Our focus in this project is producing a high-quality dataset. We wrangle the data to enable further analysis. We rigorously assess and clean: we check missing data/completeness, tidiness, and data specific cleaning needs. Each cleaning activity follows a three-step approach to define, code, and test.
WeRateDogs is a Twitter account that rates people's dogs with a humorous comment about the dog.
We collect the tweets and metadata using the Twitter API Tweepy. We combine the tweets with a classification of a dogs breed. The classification is based on a neural network and is downloaded at code runtime. Additional information about the tweets is obtained from a file downloaded to the file system.

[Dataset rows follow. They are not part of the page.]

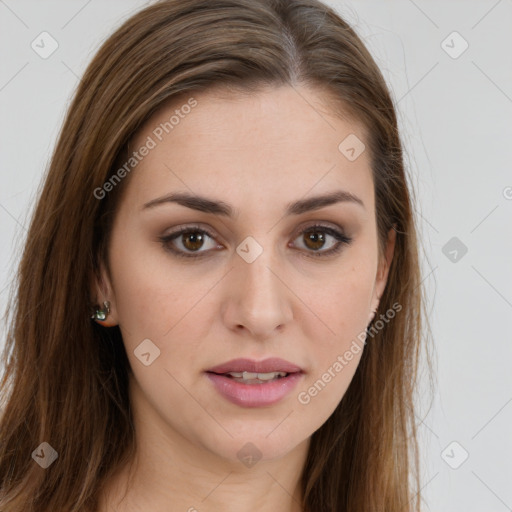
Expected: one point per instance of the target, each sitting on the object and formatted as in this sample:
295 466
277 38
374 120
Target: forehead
276 144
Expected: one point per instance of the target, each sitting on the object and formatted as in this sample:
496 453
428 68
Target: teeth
253 376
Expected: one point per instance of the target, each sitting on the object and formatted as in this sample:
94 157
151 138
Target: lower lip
254 395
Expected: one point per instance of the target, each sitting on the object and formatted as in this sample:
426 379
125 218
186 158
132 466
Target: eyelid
334 232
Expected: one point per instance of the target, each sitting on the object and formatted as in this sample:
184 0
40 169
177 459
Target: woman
228 195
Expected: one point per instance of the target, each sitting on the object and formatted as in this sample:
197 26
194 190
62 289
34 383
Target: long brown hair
66 378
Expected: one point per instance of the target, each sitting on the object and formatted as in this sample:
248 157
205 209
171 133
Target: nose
258 300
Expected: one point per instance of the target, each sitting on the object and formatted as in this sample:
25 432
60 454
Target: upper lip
273 364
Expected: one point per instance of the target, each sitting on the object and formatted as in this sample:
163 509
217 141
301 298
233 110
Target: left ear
382 272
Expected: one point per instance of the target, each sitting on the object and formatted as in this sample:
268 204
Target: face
261 272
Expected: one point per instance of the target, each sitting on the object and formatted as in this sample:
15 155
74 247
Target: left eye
193 238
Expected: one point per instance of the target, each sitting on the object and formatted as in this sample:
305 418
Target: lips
248 383
273 364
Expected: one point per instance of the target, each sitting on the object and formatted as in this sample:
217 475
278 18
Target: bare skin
257 153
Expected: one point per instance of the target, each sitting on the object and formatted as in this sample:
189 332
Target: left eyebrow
203 204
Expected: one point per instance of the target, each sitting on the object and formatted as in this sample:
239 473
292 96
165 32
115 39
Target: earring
101 314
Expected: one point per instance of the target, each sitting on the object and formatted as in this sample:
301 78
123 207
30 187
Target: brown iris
316 238
196 240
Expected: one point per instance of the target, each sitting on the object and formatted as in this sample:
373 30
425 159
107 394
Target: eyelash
342 240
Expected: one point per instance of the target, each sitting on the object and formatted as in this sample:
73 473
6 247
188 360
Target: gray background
455 115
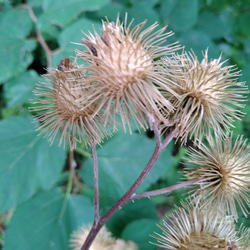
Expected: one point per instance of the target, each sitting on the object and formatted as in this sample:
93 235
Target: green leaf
148 14
27 162
139 231
15 50
73 34
46 221
129 213
19 90
111 11
122 160
212 25
180 15
15 23
59 13
199 41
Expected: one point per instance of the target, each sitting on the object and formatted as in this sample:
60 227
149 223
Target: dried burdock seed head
123 63
226 168
190 227
104 240
60 107
210 95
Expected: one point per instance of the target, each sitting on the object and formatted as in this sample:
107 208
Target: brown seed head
226 166
122 62
61 109
195 228
210 96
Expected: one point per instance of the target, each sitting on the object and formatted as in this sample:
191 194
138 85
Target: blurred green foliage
34 176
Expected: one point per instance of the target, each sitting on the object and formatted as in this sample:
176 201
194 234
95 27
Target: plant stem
127 196
96 183
167 189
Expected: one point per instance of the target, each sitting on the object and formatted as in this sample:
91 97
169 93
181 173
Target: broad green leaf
60 14
71 35
212 25
15 62
19 90
15 50
180 15
46 221
243 24
139 231
15 23
199 42
121 161
148 14
27 162
129 213
110 10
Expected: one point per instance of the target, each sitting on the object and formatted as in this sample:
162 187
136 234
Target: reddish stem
96 183
166 190
127 197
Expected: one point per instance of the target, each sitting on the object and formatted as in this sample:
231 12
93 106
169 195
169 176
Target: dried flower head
190 227
104 240
60 107
226 166
210 95
122 62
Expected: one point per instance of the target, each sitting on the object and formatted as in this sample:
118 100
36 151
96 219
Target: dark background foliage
37 208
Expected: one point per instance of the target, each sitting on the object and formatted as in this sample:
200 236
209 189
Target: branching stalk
129 194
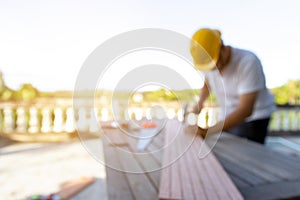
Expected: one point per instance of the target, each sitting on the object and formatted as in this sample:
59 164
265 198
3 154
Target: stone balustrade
59 116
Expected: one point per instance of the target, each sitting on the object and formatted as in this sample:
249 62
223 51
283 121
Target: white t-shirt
242 75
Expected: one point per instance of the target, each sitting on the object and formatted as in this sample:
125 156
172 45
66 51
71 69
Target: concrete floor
34 168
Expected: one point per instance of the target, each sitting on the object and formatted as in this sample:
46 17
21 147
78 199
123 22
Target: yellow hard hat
205 48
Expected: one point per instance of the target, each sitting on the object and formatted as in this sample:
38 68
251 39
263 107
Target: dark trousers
254 130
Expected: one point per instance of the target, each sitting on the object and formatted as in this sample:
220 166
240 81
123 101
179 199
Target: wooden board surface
258 172
190 171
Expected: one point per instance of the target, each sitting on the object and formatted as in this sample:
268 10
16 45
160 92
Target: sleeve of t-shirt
251 76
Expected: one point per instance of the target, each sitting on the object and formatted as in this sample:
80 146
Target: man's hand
195 129
202 132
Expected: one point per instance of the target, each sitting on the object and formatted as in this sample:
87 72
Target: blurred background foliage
287 94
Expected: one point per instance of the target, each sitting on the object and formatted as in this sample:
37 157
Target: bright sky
46 42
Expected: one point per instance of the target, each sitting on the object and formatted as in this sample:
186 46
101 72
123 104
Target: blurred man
237 79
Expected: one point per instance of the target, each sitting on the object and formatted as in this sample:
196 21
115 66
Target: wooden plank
117 183
257 158
271 175
140 185
238 172
207 175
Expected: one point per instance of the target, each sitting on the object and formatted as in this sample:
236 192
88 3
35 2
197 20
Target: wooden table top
135 165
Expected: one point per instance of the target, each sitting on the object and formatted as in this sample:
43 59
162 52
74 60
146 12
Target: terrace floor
41 168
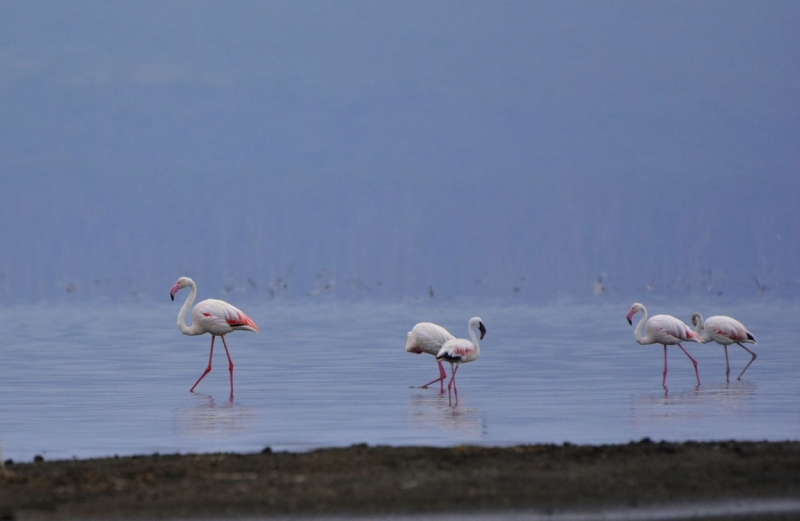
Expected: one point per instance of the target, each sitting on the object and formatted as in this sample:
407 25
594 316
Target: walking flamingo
665 330
461 351
725 331
427 337
210 316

Python 3 mainly with the packages Pandas, requests, json and tweepy, i.e. the Twitter API.
To run wrangle_code.ipynb
a Twitter account is needed to get the API input consumer_key, access_token, consumer_secret, and access_secret. The content of data is expected in the same folder as the Python notebook.
Folder notebooks
contains Jupyter notebooks used for wrangling and report creation.
wrangling_code.html
is an HTML version of the executed wrangle_code.ipynb
. report_wrangle.html
is a 500-word report about the data wrangling performed. report_external.html
is a 500-word report for a general audience.
data
contains the neural network predictions, an additional input file and the wrangle_code.ipynb
output tweet_json.txt
from the gather data step.